One future for journal publishing, revisited

Back in September, I noted that Tim Gowers announced a new journal, Discrete Analysis. As I said then, the content of the journal probably won’t be of much interest to most readers of Logic Matters. But the form of the journal is fascinating. It is to be an arXiv overlay journal. In the briefest headline terms, what this means, in Tim Gowers’s words, is that

rather than publishing, or even electronically hosting, papers, it will consist of a list of links to arXiv preprints. Other than that, the journal will be entirely conventional: authors will submit links to arXiv preprints, and then the editors of the journal will find referees, using their quick opinions and more detailed reports in the usual way in order to decide which papers will be accepted. … [So] The articles will be peer-reviewed in the traditional way.

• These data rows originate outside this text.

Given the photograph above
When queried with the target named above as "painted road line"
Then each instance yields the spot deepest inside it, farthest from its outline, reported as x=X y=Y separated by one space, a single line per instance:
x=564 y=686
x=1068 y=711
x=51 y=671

The first issue is now online. And rather striking it looks too. There is more about the launch issue and the project in Tim Gowers’s latest blogpost. I wonder if any logicians out there will be spurred on to think about starting such an open-access journal? It seems a terrific idea.

By the way, for those of you with some little maths, if you click on the banner for the lead article, you get a short editorial intro. to Terence Tao’s paper, and — this is nice touch! — a link to a video of a talk that Tao gave about his proof, which (even if you don’t really follow the later parts of it) gives you a sense of what’s going on.